Kuzu Link File
In independent tests (using the LDBC Social Network Benchmark scaling factor 1), Kuzu Link consistently outperforms other embedded graph stores like SQLite with graph extensions and DuckDB with recursive CTEs.
| Query Type (Depth) | Kuzu Link (ms) | SQLite + JOINs (ms) | DuckDB (Recursive CTE) | |-------------------|----------------|----------------------|-------------------------| | 2-hop neighbors | 8 | 142 | 55 | | 4-hop neighbors | 47 | 8,210 (timeout) | 892 | | Path existence check (6 hops) | 210 | >30,000 | 4,100 | kuzu link
Why? Kuzu Link stores adjacency pointers directly. There is no hash table lookup for each hop—just pointer chasing, which is friendly to CPU caches. For deep traversals (4+ hops), the performance gap widens exponentially.

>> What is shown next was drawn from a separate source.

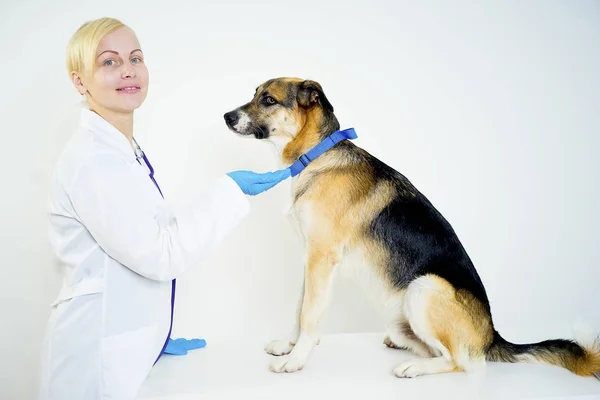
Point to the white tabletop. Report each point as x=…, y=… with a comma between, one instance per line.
x=351, y=366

In independent tests (using the LDBC Social Network
db = kuzu.Database('./test.db') conn = kuzu.Connection(db) Step 3: Define a Schema (Cypher DDL) #
Step 3: Define a Schema (Cypher DDL)
# Create a Node table called 'User'
conn.execute("CREATE NODE TABLE User (name STRING, age INT64, PRIMARY KEY (name))")
In the rapidly evolving landscape of data management and knowledge representation, the tools we use to connect and query information determine the speed of our insights. Enter Kuzu Link—a term that is beginning to generate significant buzz among database architects, graph enthusiasts, and backend developers. But what exactly is Kuzu Link, and why is it becoming a critical component of modern data stacks?
This comprehensive guide will explore everything you need to know about Kuzu Link, from its core technical architecture to practical implementation strategies, performance benchmarks, and future roadmap.